CSE 473 Autumn 1998, Copyright, S. Tanimoto, Univ. of Washington 
Introduction to Artificial Intelligence (Dec 2, 1998)

"Planning: The STRIPS Approach"

Motivation: Problem-Solving Before Action
 

While many search problems consist of exploring a space of states in order to find a particular state that corresponds to a solution, or to find a path through the state space to a goal state, there are some search problems in which the path through the state space corresponds to a sequence of actions in "the real world".

Finding (in the computer) a sequence of actions to perform (in the real world) is called planning.

An example of real world actions are manipulations of a robot arm.
Another is taking flights as part of an airplane trip.

Planning typically involves a particular flavor of problem solving:  the state spaces are huge, and the "moves" tend to be operators that affect particular components of the state.  Operators are often described in terms of their preconditions and postconditions.
 
 

Blocks World

In part because early experiments with robots involved manipulating blocks on a table,
it is common to present planning algorithms using examples involving moving blocks.

The blocks world is an informal problem-solving domain in which there is a flat horizontal surface called the table, and there are several blocks with simple geometric shapes.  In presentations of planning methods, the blocks world is usually two-dimensional, and the blocks are usually square.

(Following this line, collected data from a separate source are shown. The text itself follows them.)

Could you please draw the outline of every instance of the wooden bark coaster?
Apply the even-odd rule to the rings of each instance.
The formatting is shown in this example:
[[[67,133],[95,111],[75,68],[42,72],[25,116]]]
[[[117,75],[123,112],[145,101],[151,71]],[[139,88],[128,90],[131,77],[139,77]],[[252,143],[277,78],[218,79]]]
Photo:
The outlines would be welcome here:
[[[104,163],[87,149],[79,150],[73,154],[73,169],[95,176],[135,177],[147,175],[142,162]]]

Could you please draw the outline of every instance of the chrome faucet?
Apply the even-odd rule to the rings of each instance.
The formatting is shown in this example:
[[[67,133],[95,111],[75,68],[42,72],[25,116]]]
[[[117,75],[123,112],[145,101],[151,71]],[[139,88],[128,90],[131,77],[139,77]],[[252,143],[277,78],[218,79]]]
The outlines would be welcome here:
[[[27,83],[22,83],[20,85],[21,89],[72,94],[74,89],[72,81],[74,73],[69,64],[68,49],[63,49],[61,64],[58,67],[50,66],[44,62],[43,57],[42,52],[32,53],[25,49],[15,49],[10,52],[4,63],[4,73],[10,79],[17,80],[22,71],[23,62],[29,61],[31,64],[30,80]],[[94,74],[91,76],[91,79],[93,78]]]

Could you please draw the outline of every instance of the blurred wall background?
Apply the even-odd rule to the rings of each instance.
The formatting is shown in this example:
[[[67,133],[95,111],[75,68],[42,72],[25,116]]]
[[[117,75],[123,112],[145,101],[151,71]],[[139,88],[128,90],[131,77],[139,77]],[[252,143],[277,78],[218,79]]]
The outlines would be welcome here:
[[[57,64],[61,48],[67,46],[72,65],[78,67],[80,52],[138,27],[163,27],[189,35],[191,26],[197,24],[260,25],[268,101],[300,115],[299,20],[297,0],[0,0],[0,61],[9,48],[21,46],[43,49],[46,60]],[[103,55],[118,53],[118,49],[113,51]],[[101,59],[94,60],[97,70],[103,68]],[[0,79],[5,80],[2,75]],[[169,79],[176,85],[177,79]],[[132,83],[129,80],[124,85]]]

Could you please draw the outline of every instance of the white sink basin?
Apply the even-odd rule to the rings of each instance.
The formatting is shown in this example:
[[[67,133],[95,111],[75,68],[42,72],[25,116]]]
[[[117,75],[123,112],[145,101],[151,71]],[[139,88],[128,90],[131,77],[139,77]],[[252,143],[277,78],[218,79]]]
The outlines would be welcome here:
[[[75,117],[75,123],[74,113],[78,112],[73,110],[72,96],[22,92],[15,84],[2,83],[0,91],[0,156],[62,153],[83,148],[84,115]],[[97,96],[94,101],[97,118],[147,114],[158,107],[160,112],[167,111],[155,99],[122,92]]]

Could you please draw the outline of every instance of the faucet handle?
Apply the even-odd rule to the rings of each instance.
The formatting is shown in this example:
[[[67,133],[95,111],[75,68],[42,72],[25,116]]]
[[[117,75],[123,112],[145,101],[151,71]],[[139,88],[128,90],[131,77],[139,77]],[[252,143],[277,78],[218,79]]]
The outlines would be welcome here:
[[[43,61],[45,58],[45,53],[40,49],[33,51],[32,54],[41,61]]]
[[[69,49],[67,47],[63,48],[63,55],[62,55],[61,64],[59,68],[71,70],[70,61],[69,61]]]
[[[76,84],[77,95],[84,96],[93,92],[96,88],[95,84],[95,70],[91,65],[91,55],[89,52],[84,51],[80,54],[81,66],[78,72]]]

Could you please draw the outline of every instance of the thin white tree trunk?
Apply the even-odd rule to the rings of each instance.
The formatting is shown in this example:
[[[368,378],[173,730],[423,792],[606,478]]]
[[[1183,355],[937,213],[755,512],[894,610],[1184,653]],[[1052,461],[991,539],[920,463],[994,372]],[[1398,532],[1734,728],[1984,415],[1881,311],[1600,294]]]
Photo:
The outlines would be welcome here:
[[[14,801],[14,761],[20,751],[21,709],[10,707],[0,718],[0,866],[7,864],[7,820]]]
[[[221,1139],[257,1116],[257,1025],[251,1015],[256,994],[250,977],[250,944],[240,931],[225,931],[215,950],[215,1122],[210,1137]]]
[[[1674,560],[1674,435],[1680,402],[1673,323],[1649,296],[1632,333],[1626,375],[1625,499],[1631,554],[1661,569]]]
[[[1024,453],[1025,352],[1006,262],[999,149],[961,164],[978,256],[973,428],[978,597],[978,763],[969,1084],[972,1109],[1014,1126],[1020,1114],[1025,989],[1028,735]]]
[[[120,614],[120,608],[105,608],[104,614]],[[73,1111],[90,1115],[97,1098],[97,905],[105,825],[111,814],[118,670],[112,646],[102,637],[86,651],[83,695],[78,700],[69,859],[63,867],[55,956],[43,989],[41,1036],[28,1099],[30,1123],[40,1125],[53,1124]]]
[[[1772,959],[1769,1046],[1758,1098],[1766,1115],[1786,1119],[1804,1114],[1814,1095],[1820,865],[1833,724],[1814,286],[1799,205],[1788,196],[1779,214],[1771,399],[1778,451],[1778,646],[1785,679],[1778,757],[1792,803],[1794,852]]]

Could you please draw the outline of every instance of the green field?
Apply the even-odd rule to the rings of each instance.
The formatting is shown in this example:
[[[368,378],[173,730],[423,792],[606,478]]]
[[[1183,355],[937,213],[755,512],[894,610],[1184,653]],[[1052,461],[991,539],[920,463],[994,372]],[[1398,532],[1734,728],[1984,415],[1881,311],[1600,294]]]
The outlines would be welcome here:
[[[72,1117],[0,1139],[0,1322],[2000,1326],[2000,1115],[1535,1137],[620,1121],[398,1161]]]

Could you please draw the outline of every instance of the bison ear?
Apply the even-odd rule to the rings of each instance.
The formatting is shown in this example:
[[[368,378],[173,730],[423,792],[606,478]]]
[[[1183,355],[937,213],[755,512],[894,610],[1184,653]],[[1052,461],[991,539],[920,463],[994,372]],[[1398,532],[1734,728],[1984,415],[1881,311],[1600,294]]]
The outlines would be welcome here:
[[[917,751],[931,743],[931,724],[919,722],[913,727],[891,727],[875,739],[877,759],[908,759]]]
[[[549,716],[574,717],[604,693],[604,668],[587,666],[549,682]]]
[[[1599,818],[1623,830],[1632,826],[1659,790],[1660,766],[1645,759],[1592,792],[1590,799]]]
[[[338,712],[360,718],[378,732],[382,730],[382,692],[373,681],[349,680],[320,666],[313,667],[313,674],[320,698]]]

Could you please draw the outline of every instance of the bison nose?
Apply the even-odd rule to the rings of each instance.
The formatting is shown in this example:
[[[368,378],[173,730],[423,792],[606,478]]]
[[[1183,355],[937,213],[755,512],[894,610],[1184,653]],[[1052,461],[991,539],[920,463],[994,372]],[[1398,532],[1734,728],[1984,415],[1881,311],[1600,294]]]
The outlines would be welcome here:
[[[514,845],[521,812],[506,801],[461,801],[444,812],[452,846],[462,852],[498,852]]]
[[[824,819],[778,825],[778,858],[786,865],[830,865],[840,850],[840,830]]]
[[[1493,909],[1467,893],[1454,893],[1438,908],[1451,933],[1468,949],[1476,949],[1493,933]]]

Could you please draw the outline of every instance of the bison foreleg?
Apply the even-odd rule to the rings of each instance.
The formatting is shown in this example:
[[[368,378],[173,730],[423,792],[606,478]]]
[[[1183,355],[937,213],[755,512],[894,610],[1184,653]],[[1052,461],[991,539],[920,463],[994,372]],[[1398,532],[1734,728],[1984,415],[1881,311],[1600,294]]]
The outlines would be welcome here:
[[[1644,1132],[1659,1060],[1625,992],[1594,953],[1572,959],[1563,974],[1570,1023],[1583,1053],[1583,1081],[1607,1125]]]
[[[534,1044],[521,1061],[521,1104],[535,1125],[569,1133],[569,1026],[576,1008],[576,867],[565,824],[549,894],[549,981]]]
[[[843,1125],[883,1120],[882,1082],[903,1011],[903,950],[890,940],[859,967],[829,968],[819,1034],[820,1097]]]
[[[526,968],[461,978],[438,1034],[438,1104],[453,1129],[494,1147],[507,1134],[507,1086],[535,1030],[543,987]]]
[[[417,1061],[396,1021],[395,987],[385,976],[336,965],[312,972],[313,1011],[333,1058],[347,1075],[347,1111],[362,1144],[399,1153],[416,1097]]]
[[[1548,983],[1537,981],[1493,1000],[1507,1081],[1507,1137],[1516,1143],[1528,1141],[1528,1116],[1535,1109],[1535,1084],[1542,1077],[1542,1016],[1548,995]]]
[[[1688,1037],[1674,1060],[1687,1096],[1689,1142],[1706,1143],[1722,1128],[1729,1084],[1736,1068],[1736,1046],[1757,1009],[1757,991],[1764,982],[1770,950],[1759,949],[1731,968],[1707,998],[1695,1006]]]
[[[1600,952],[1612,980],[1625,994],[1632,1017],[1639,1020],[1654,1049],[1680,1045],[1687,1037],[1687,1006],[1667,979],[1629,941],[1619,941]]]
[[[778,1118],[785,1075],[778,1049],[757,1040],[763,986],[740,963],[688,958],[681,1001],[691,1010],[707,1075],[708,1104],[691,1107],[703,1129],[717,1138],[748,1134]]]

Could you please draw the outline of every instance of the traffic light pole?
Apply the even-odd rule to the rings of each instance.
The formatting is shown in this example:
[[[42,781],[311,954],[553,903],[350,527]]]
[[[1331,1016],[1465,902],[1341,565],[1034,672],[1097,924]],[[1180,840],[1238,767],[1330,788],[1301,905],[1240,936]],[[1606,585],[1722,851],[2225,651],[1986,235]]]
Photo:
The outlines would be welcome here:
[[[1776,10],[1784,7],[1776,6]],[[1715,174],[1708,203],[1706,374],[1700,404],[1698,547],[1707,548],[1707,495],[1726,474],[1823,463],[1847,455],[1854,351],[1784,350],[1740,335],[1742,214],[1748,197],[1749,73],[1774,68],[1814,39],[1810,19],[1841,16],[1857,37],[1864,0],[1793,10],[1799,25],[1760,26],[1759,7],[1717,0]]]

(On the other hand, in computer vision work, the blocks world is three-dimensional, and the blocks are rectangular prisms or other polyhedra).

[C ]
[A]      [B]               <- blocks
------------    <- tabletop

The 2D blocks world usually has various properties such as having gravity; objects cannot be suspended in space but must be supported on the tabletop or other blocks.

The size of the space may be an issue, and it is common to assume that it is a "cellular" space, in which each object is always in one of a discrete set of places.

Typical moves in such a blocks world are move a gripper on unit of distance in one of the directions north, east, west, or south or to open or close the gripper.

At a higher level of abstraction one can have moves consisting of picking up one block (whose top must be clear) and placing it either on the table or upon another block (whose top must also be clear).
 

Planning with Iterative-Deepening DFS
 
 
 

Suppose the problem is to find a sequence of moves that transforms a starting configuration (e.g., three blocks side-by-side on the table) into a goal configuration (e.g., a tower with block A on top, B in the middle, and C on the bottom).

One way to solve this problem is with a blind search such as breadth-first search or IDDFS.

At least these two algorithms find a shortest path to the goal.

IDDFS has the advantage that its storage needs then to be lower than those for Breadth-FS.
 
 

The STRIPS Representation

In order to modularize the operators for robot planning problems, researchers at SRI (formerly the Stanford Research Institute) in Menlo Park, CA, developed a representation now known as the STRIPS representation.  This representation facilitates reasoning about the planning situation as well as doing the planning.

Rather than giving a function that performs the "move", we give two lists:

ADD LIST:  A list of statements (in predicate calculus) that should be added to the state description in order to show the effects of the operator.

DELETE LIST: A list of statements that should be removed from the state description.

However, before an operator can be applied to a state, the state must satisfy the "preconditions" of the operator.

PRECONDITIONS:  A list of statements that must be true in the state in order for the operator to be meaningfully applied to it.
 

World-Space vs Plan Space Planning

We have thus far seen examples of planning in "world space".  Each state that is visited corresponds to a configuration of conditions in the world.  One problem with this is that if a poor choice of operator is made early on in the search, the algorithm lives with the consequences for a long time.  Then after that move is retracted, many good moves previously done by the algorithm must be rediscovered.

In order to avoid such inefficiency, another approach has been studied.  This is to let the operators transform not the state of the world (or state of the model of the world) but the plan itself.  Operators can add new steps to the plan, combine partial plans, create new pieces of plans, etc.  Reasoning about partial plans as constructed in plan space can be more complicated than for those constructed by a world-space planner, and this is the price one may pay for the extra efficiency possible with plan-space planners.